Core-Shell NiO@Ni-P Hybrid Nanosheet Array for Synergistically Enhanced Oxygen Evolution Electrocatalysis: Experimental and Theoretical Insights

Shuai Hao; Ninghua Chen; Qin Liu; Ying Xie; Honggang Fu; Yingchun Yang

doi:10.1002/asia.201800033

Core-Shell NiO@Ni-P Hybrid Nanosheet Array for Synergistically Enhanced Oxygen Evolution Electrocatalysis: Experimental and Theoretical Insights

Chem Asian J. 2018 Apr 16;13(8):944-949. doi: 10.1002/asia.201800033. Epub 2018 Mar 23.

Authors

Shuai Hao¹, Ninghua Chen¹, Qin Liu¹, Ying Xie², Honggang Fu², Yingchun Yang¹

Affiliations

¹ College of Resources and Evironment, Chengdu University of Information Technology, Chengdu, 610225 Sichuan, China.
² Laboratory of Functional Inorganic Material Chemistry, Heilongjiang University, Harbin, 150080, Heilongjiang, China.

PMID: 29508950
DOI: 10.1002/asia.201800033

Abstract

Cost-effective and highly-efficient electrocatalysts for the oxygen evolution reaction are crucial for electrolytic hydrogen production. Here, we report core-shell NiO@Ni-P nanosheet arrays as a high-performance 3D catalyst for water oxidation electrocatalysis. Such nanoarrays demand overpotentials of 292 and 350 mV to drive geometrical catalytic current densities of 10 and 100 mA cm^-2 , respectively, with an activity superior to its NiO and Ni-P counterparts.
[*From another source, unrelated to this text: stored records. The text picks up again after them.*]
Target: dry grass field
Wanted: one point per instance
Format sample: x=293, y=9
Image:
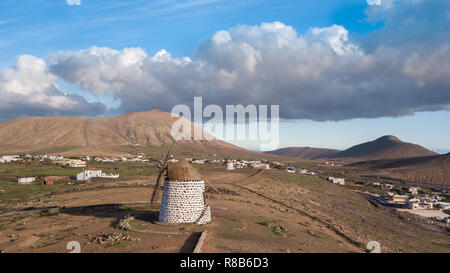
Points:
x=265, y=211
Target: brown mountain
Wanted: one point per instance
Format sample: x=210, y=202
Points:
x=386, y=147
x=304, y=152
x=426, y=169
x=76, y=135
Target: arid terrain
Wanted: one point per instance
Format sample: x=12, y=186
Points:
x=253, y=211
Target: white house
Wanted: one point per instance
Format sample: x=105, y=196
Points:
x=229, y=165
x=416, y=203
x=89, y=174
x=334, y=180
x=414, y=190
x=290, y=169
x=303, y=171
x=26, y=180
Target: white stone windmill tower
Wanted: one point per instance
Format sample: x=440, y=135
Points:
x=183, y=196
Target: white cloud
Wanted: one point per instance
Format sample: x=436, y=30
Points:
x=29, y=89
x=321, y=75
x=374, y=2
x=337, y=37
x=73, y=2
Notably, this catalyst also shows a high long-term electrochemical durability with a Faradaic efficiency of 98.1 %. Density functional theory calculation reveals that the superior activity benefits from the synergistic effect between NiO and Ni-P.

Keywords: density functional calculations; nanosheet arrays; oxygen evolution reaction; synergistic effect; water oxidation electrocatalysis.